La Direction Générale des Télécommunications opte en 1975 pour le modèle commutation de circuit, et lance trois ans plus tard en 1978 le réseau TranspacLe service est rapidement utilisé par les grandes organisations, qui apprécient la possibilité de facturer sur la base de la durée et du volume des échanges. Simultanément le Gouvernement décide de créer un annuaire électronique utilisant l’infrastructure Transpac. Il lance en 1982 le Minitel qui permet à ses utilisateurs, via le réseau téléphonique Transpac, de se connecter à des services en ligne tels que l’annuaire électronique, la vente par correspondance, la messagerie, et les sites de rencontre. 

Le Minitel est un terminal passif et simple : il est constitué d’un écran et d’un clavier et est fourni gratuitement par France Télécom, la facturation s’effectuant sur la base du temps de connexion. l’époque et en comptant l’inflation, une heure de connexion coûtait 60 francs, soit 15 euros aujourd’hui. 

  

Gauche : Réseau Transpac, Droite : un Minitel 

 On compte près de 6,5 millions de terminaux déployés en 1993, avec 90 millions d’heures de connexion, et plus de 24 000 services. Le Minitel est en concurrence avec Internet jusqu’à la fin des années 1990. Les avancées technologiques d’Internet (vitesse de connexion accrue avec l’ADSL, possibilité d’afficher des graphiques), et l’avènement des systèmes d’exploitation dans les ordinateurs (Mac OS en 1984, Linux à partir de 1991, et Windows 95 en 1995) auront raison du Minitel. Sa suppression sera reportée plusieurs fois à la demande des utilisateurs, jusqu’à sa fermeture en 2012, due à l’arrêt du réseau Transpac. 

Le Minitel est aujourd’hui considéré comme l’expérience de service en ligne antérieure au Web la plus réussie au monde. Il a permis de familiariser des millions de Français avec l’utilisation d’un terminal et des réseaux numériques. Et à des milliers de développeurs et d’entrepreneurs français de créer des services (comme Xavier Niel, avec le Minitel rose), qui ont pu ensuite basculer sur l’Internet. 

Mitterrand : le Plan informatique pour tous (1985) 

Le plan informatique pour tous a été lancé par Laurent Fabius pour initier 11 millions d’élèves à l’outil informatique et relancer l’industrie nationale. Malheureusement, le surinvestissement dans un matériel « franco-français » fonctionnant au crayon optique, s’est fait rapidement dépassé par les ordinateurs à souris.

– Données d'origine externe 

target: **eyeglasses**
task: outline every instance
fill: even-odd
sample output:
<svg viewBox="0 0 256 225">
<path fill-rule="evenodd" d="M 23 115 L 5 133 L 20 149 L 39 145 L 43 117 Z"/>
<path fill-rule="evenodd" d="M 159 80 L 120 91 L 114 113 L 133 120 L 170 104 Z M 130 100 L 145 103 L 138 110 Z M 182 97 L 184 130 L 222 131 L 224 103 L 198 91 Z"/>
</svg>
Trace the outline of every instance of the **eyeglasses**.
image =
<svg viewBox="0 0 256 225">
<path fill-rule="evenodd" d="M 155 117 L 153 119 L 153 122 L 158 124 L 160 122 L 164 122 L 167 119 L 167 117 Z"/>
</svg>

Plusieurs plans d’initiation à l’informatique avaient été mis en œuvre au cours des années 1970, aboutissant à la formation de nombreux enseignants et lycéens.  

En janvier 1985, le Premier Ministre Laurent Fabius annonce un nouveau plan d’équipement des écoles afin d’initier les élèves et les enseignants à l’outil informatique.  

Le plan est effectivement considérable. En quelques mois, à la rentrée suivante, sont installés 120 000 ordinateurs dans les écoles, collèges et lycées. Il s’accompagne d’un vaste programme de formation : presque 110 000 enseignants sont formés, sur la base du volontariat, lors de stages de 50 heures, organisés pendant les vacances scolaires mais indemnisés. Le financement des formations revient à l’Education Nationale. Le matériel est financé de manière complexe par un mélange d’emprunt et de financement par le ministère en charge des télécommunications. 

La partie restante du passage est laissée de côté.